Un portrait

Une histoire

Robert

32 ANS

Âge

Robert n’est pas un rescapé de l’Aquarius. Congolais de 32 ans, il a lui aussi tenté de s’échapper vers un avenir meilleur. Parti du Burundi après avoir obtenu son diplôme, il a rejoint le Soudan du Sud avec un ami. Leur périple n’a duré quelques mois : la violence, les souffrances et les tentatives d’enrôlement dans l’armée, ont eu raison de leurs illusions.

« Après mes études universitaires en sciences de la communication, que j’ai suivies au Burundi jusqu’en 2013, j’ai démarré un stage de perfectionnement à Bujumbura, la capitale du pays. Je travaillais avec un ami burundais du nom d’Emery. Malgré un faible salaire, on gagnait assez pour vivre. C’est là que nous avons fait la connaissance d’un certain monsieur Gadhi, qui nous a laissé entendre que notre vie serait plus aisée si nous partions pour le Soudan du sud [le pays est indépendant depuis 2011, mais une guerre civile oppose depuis 2013 l’armée sud-soudanaise à des groupes d’opposition] : il nous faciliterait le départ, on trouverait facilement du travail là-bas et on pourrait gagner plus d’argent, avait promis monsieur Gadhi. Il s’appuyait sur sa propre expérience de taxi-moto à Djouba (1), qui lui rapportait jusqu’à 600 livres par mois [environ 450 dollars].

Avec Emery, nous avons donc décidé de tenter cette aventure, arrêté notre stage et cherché l’argent pour entreprendre le voyage. J’ai vendu tout ce que j’avais dans ma maison pour réunir les 500 dollars nécessaires au voyage. Nous avons quitté Bujumbura le 2 mars 2014, et sommes arrivés à Djouba après trois jours de voyage très difficiles.

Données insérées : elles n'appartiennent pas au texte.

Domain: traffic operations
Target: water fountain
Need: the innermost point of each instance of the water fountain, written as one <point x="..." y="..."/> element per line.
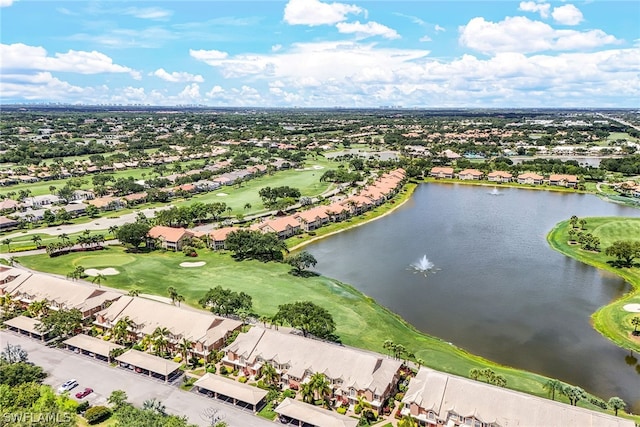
<point x="423" y="265"/>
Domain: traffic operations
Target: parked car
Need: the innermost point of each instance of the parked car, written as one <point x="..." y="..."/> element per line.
<point x="84" y="393"/>
<point x="68" y="385"/>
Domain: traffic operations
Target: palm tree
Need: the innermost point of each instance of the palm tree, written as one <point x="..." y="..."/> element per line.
<point x="616" y="404"/>
<point x="173" y="293"/>
<point x="269" y="374"/>
<point x="552" y="386"/>
<point x="98" y="278"/>
<point x="8" y="243"/>
<point x="36" y="240"/>
<point x="320" y="386"/>
<point x="306" y="391"/>
<point x="161" y="340"/>
<point x="120" y="331"/>
<point x="185" y="346"/>
<point x="179" y="299"/>
<point x="635" y="322"/>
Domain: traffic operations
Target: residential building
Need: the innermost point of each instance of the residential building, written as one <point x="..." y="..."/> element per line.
<point x="436" y="398"/>
<point x="170" y="238"/>
<point x="206" y="331"/>
<point x="351" y="372"/>
<point x="530" y="178"/>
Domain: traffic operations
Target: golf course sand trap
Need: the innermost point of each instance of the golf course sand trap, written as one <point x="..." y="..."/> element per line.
<point x="105" y="272"/>
<point x="633" y="308"/>
<point x="192" y="264"/>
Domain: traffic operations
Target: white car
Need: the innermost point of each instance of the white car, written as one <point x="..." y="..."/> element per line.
<point x="67" y="385"/>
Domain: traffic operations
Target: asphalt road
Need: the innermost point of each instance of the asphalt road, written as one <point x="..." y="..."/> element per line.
<point x="62" y="365"/>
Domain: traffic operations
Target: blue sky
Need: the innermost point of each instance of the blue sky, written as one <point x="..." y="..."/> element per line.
<point x="316" y="53"/>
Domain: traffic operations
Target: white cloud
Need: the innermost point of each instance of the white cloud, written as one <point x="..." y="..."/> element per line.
<point x="536" y="7"/>
<point x="520" y="34"/>
<point x="208" y="56"/>
<point x="314" y="12"/>
<point x="567" y="15"/>
<point x="367" y="30"/>
<point x="26" y="58"/>
<point x="155" y="13"/>
<point x="177" y="77"/>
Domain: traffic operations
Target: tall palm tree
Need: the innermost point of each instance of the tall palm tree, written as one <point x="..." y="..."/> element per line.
<point x="185" y="346"/>
<point x="551" y="386"/>
<point x="173" y="293"/>
<point x="36" y="239"/>
<point x="269" y="374"/>
<point x="320" y="386"/>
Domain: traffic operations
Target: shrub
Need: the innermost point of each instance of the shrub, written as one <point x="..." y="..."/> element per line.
<point x="82" y="407"/>
<point x="97" y="414"/>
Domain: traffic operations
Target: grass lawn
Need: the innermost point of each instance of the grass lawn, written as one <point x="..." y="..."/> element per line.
<point x="361" y="322"/>
<point x="611" y="320"/>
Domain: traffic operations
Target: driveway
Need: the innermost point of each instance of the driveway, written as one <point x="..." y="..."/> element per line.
<point x="62" y="365"/>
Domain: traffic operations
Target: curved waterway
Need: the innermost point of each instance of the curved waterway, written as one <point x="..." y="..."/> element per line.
<point x="496" y="288"/>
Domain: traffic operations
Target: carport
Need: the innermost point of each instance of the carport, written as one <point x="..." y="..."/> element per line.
<point x="152" y="365"/>
<point x="224" y="388"/>
<point x="93" y="347"/>
<point x="299" y="413"/>
<point x="26" y="326"/>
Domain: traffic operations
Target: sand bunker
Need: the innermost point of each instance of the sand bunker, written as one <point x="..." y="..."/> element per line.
<point x="105" y="272"/>
<point x="192" y="264"/>
<point x="633" y="308"/>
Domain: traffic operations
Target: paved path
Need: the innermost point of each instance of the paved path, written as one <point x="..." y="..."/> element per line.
<point x="103" y="378"/>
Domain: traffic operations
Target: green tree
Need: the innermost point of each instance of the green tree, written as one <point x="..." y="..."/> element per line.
<point x="225" y="301"/>
<point x="308" y="318"/>
<point x="551" y="386"/>
<point x="134" y="234"/>
<point x="616" y="404"/>
<point x="301" y="261"/>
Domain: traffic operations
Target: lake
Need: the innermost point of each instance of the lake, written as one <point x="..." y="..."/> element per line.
<point x="496" y="288"/>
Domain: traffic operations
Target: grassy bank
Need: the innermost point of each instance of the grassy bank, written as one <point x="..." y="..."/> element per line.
<point x="361" y="321"/>
<point x="611" y="320"/>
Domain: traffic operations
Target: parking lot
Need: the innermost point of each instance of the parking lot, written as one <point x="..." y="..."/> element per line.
<point x="62" y="365"/>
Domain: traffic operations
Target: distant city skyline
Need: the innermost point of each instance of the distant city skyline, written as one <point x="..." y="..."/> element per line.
<point x="316" y="54"/>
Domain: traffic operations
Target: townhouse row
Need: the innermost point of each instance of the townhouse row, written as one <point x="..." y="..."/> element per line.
<point x="561" y="180"/>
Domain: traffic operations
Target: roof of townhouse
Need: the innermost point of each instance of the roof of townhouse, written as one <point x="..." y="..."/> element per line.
<point x="531" y="175"/>
<point x="312" y="214"/>
<point x="149" y="314"/>
<point x="441" y="169"/>
<point x="570" y="178"/>
<point x="499" y="173"/>
<point x="67" y="294"/>
<point x="221" y="234"/>
<point x="442" y="393"/>
<point x="170" y="234"/>
<point x="474" y="172"/>
<point x="359" y="369"/>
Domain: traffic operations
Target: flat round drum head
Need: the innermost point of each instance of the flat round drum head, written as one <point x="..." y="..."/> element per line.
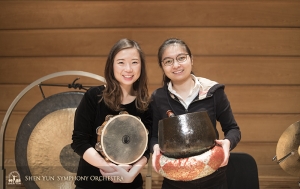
<point x="44" y="157"/>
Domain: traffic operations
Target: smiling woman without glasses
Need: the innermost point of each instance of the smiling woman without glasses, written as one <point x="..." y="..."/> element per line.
<point x="184" y="93"/>
<point x="125" y="90"/>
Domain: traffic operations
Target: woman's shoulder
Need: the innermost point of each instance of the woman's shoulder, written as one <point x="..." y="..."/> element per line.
<point x="97" y="90"/>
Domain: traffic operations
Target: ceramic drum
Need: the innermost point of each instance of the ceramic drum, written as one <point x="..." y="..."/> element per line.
<point x="122" y="139"/>
<point x="191" y="168"/>
<point x="187" y="144"/>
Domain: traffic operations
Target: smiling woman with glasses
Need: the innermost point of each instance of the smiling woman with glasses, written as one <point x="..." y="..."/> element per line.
<point x="181" y="58"/>
<point x="184" y="93"/>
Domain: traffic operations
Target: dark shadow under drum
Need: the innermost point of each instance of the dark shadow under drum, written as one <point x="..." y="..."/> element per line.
<point x="42" y="150"/>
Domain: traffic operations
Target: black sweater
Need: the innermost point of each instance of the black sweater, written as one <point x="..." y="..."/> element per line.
<point x="213" y="100"/>
<point x="89" y="115"/>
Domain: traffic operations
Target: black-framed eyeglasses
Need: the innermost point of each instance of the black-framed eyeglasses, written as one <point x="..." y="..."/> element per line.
<point x="181" y="58"/>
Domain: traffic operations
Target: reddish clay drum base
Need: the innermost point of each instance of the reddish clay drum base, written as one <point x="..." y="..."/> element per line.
<point x="191" y="168"/>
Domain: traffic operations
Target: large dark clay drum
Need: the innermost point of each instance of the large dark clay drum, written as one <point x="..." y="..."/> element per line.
<point x="186" y="135"/>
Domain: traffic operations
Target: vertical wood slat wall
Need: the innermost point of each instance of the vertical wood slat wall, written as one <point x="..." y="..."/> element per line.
<point x="253" y="47"/>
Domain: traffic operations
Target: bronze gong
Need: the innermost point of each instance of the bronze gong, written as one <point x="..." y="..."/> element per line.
<point x="288" y="150"/>
<point x="186" y="135"/>
<point x="43" y="154"/>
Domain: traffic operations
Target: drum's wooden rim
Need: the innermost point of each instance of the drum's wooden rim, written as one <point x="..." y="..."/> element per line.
<point x="107" y="124"/>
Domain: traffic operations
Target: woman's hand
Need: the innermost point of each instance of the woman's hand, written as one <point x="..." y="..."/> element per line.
<point x="125" y="174"/>
<point x="119" y="175"/>
<point x="226" y="147"/>
<point x="156" y="152"/>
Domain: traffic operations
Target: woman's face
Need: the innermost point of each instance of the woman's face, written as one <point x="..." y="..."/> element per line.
<point x="181" y="68"/>
<point x="127" y="66"/>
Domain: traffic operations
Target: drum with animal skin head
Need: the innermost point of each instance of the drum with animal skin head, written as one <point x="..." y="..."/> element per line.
<point x="122" y="139"/>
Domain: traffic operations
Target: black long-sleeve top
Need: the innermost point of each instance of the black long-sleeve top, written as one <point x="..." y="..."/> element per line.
<point x="89" y="115"/>
<point x="213" y="100"/>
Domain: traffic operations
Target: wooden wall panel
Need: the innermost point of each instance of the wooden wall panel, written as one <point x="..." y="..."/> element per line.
<point x="243" y="99"/>
<point x="253" y="47"/>
<point x="202" y="41"/>
<point x="86" y="14"/>
<point x="227" y="70"/>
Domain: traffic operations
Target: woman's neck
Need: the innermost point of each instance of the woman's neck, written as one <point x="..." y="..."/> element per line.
<point x="127" y="95"/>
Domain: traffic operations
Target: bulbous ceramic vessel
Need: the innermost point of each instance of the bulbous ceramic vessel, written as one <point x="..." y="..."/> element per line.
<point x="186" y="135"/>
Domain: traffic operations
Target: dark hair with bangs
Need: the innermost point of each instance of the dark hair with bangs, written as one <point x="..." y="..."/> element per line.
<point x="112" y="94"/>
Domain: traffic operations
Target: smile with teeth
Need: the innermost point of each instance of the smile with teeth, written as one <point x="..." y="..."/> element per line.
<point x="128" y="76"/>
<point x="177" y="72"/>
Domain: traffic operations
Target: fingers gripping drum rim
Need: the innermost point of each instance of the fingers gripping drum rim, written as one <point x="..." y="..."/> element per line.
<point x="122" y="139"/>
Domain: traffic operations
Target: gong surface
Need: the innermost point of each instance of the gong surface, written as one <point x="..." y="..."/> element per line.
<point x="44" y="157"/>
<point x="288" y="143"/>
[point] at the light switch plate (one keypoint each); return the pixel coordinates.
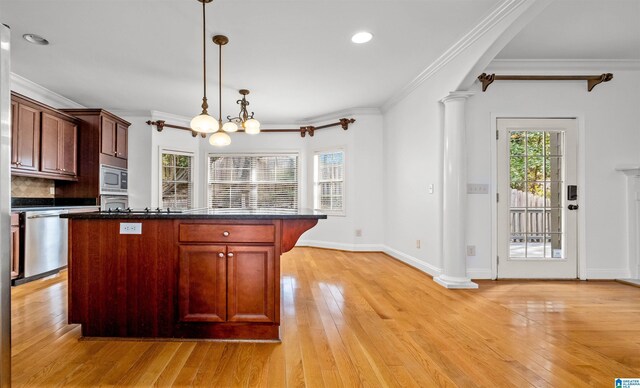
(477, 188)
(130, 228)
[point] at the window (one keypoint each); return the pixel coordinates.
(177, 184)
(328, 179)
(253, 181)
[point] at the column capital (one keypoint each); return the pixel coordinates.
(457, 95)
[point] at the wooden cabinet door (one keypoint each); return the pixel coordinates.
(69, 148)
(15, 246)
(28, 138)
(14, 133)
(251, 283)
(121, 141)
(202, 283)
(51, 132)
(15, 251)
(108, 137)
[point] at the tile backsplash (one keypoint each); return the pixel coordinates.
(26, 187)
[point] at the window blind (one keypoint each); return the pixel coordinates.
(253, 181)
(329, 181)
(177, 185)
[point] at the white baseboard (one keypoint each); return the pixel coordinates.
(412, 261)
(607, 273)
(479, 273)
(341, 246)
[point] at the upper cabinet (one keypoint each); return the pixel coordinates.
(25, 134)
(43, 140)
(59, 145)
(102, 139)
(113, 138)
(105, 133)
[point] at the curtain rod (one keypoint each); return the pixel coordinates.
(592, 80)
(303, 131)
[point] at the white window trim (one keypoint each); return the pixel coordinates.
(296, 153)
(314, 184)
(163, 150)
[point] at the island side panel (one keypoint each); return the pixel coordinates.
(122, 285)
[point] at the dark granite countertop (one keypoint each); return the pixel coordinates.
(45, 208)
(235, 214)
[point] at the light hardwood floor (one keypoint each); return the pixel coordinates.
(359, 319)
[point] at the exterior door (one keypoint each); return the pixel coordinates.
(537, 198)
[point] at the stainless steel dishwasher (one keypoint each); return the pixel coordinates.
(45, 243)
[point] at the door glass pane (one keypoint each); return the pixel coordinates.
(536, 200)
(517, 143)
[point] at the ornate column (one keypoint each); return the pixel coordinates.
(633, 218)
(454, 193)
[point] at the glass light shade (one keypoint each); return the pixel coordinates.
(252, 127)
(362, 37)
(229, 127)
(204, 124)
(220, 139)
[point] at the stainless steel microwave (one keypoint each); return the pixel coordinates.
(113, 180)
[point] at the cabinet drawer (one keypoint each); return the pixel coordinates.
(221, 233)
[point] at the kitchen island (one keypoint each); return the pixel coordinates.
(195, 274)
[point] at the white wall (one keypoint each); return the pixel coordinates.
(611, 135)
(362, 144)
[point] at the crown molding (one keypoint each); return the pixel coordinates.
(170, 117)
(130, 113)
(498, 13)
(599, 65)
(31, 89)
(339, 114)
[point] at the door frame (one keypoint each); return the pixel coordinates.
(581, 178)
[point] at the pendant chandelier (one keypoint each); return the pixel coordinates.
(204, 123)
(244, 119)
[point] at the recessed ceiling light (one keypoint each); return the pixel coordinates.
(35, 39)
(361, 37)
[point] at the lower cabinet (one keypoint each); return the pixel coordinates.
(226, 283)
(202, 284)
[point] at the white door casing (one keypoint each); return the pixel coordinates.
(537, 233)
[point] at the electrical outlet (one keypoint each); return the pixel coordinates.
(130, 228)
(477, 188)
(471, 250)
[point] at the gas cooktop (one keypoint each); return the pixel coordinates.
(146, 210)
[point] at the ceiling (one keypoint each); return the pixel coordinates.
(295, 56)
(585, 29)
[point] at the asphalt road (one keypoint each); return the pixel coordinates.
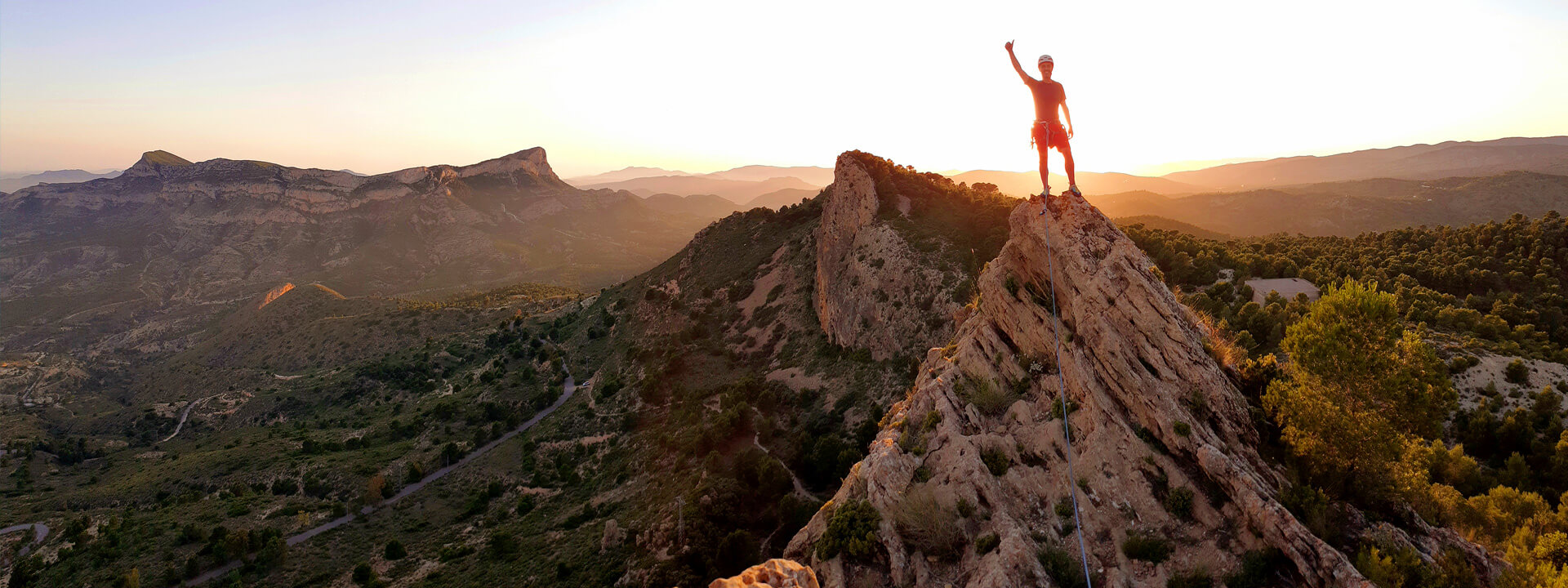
(567, 392)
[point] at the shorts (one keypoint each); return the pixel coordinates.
(1048, 136)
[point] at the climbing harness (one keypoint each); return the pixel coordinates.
(1062, 388)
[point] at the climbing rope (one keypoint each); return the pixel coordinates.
(1062, 388)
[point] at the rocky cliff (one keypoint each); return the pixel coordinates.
(969, 477)
(143, 259)
(872, 289)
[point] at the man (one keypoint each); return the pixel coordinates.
(1048, 126)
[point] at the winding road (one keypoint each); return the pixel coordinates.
(39, 532)
(185, 416)
(567, 392)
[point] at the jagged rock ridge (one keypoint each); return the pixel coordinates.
(1155, 414)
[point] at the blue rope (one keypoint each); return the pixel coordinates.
(1062, 390)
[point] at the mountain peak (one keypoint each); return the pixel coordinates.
(1070, 308)
(149, 162)
(529, 163)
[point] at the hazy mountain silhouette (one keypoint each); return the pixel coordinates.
(623, 175)
(59, 176)
(777, 199)
(733, 190)
(1450, 158)
(167, 243)
(1352, 207)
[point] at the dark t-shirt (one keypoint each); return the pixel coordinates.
(1048, 96)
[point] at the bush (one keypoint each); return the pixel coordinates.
(1191, 579)
(1062, 568)
(1517, 373)
(996, 460)
(1147, 548)
(925, 524)
(394, 550)
(1179, 502)
(987, 543)
(987, 395)
(852, 530)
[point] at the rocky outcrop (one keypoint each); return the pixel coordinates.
(978, 449)
(146, 257)
(770, 574)
(869, 281)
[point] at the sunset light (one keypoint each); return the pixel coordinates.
(710, 85)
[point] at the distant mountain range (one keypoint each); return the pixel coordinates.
(728, 189)
(146, 257)
(1352, 207)
(60, 176)
(1547, 154)
(1450, 158)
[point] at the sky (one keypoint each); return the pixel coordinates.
(703, 85)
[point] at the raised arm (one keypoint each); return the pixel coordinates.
(1017, 68)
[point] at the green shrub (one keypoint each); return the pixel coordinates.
(987, 543)
(985, 394)
(1179, 502)
(1147, 548)
(925, 524)
(1191, 579)
(996, 460)
(966, 509)
(1062, 568)
(852, 530)
(1517, 373)
(1056, 408)
(394, 550)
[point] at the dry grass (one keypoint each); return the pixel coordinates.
(924, 523)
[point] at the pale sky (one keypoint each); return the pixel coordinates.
(709, 85)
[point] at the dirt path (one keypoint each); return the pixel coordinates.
(39, 532)
(567, 392)
(185, 414)
(799, 487)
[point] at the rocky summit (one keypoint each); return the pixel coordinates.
(145, 259)
(968, 482)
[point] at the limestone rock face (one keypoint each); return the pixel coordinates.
(978, 448)
(869, 279)
(770, 574)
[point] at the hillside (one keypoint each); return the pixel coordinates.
(1547, 156)
(778, 199)
(1352, 207)
(1169, 225)
(59, 176)
(973, 480)
(862, 381)
(729, 189)
(145, 259)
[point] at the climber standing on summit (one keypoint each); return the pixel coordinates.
(1048, 126)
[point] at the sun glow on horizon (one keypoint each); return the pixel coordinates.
(710, 85)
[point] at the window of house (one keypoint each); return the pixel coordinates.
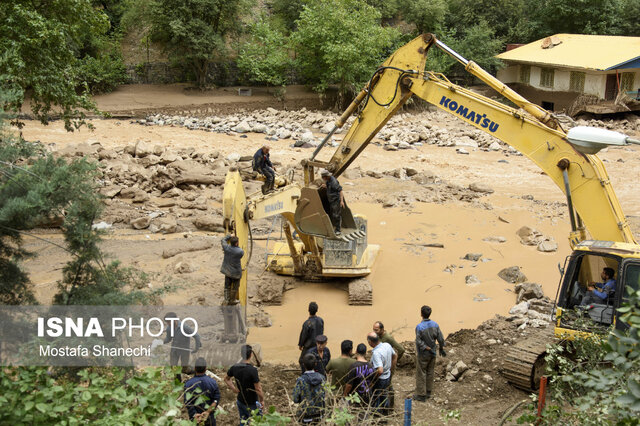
(525, 73)
(576, 82)
(546, 77)
(626, 81)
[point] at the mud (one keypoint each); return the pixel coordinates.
(428, 226)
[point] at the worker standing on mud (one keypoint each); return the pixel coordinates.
(383, 361)
(246, 385)
(322, 354)
(180, 336)
(232, 270)
(335, 197)
(309, 393)
(312, 328)
(201, 395)
(385, 337)
(339, 367)
(262, 163)
(427, 333)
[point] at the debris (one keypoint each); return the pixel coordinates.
(473, 256)
(360, 292)
(547, 246)
(471, 280)
(513, 275)
(481, 187)
(190, 246)
(141, 222)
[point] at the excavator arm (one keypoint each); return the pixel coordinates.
(531, 130)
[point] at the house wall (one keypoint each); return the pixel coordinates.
(594, 84)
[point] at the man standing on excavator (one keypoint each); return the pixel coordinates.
(335, 197)
(262, 163)
(232, 270)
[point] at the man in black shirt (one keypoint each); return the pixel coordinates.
(180, 335)
(321, 354)
(247, 385)
(204, 389)
(360, 377)
(312, 328)
(262, 163)
(335, 197)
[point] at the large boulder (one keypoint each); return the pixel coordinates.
(513, 275)
(527, 291)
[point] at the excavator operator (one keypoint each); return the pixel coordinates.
(335, 197)
(600, 292)
(262, 163)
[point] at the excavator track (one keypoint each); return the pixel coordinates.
(524, 363)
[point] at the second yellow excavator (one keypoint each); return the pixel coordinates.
(600, 235)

Là-bas, nous avons trouvé tout le contraire de ce que monsieur Gadhi nous avait décrit : la vie était dure, il n’était pas simple de trouver du travail et la chaleur était étouffante. Emery et moi vivions dans une petite maison en bâche et en paille. On dormait quasiment dehors, à la merci des moustiques, car il faisait bien trop chaud pour se couvrir. Pour survivre, j’ai commencé à travailler dans un chantier comme aide-maçon : la vie était devenue très dure, nous avions perdu du poids. […] Après quatre mois de souffrances, j’ai trouvé du travail comme assistant cuisinier : je devais me réveiller vers 4 heures du matin pour cuire des haricots et laver les assiettes du restaurant. Tout ça pour 180 livres par mois !

Nous étions traumatisés par ce que l’on subissait chaque jour en tant qu’étrangers. A Djouba, l’eau est une denrée rare : nous devions nous laver au bord du Nil Blanc, parfois au risque de nous noyer. En ville, nous nous faisions contrôler régulièrement : comme nos Visas avaient expiré, on nous extorquait tout ce que nous possédions, même nos chaussures. D’autres étaient torturés ou tués sous nos yeux. Régulièrement, des gens entraient chez nous la nuit pour dérober tout ce qu’il y avait dans la maison.

Un jour, un policier nous a dit : « Qu’est-ce que vous êtes venus faire dans notre pays ? Il faut rentrer chez vous ! ». Il a même voulu nous enrôler de force dans l’armée pour aller combattre au Nord, là où la guerre faisait rage. Nous avons été sauvés grâce à l’appui d’un ami soudanais qui nous a fait échapper du camp en moto.

Devant tant de souffrances, nous avons finalement fait le choix de rentrer, Emery et moi. Je visactuellement à Bukavu, à l’est de la République Démocratique du Congo (RDC). Emery et moi-même sommes volontaires, et gagnons un peu d’argent, ce qui nous a permis de nous marier et de fonder une famille. Je n’ai plus aucune nouvelle des amis que j’ai laissés à Djouba en novembre 2014, mais j’ai appris le décès de deux d’entre eux ».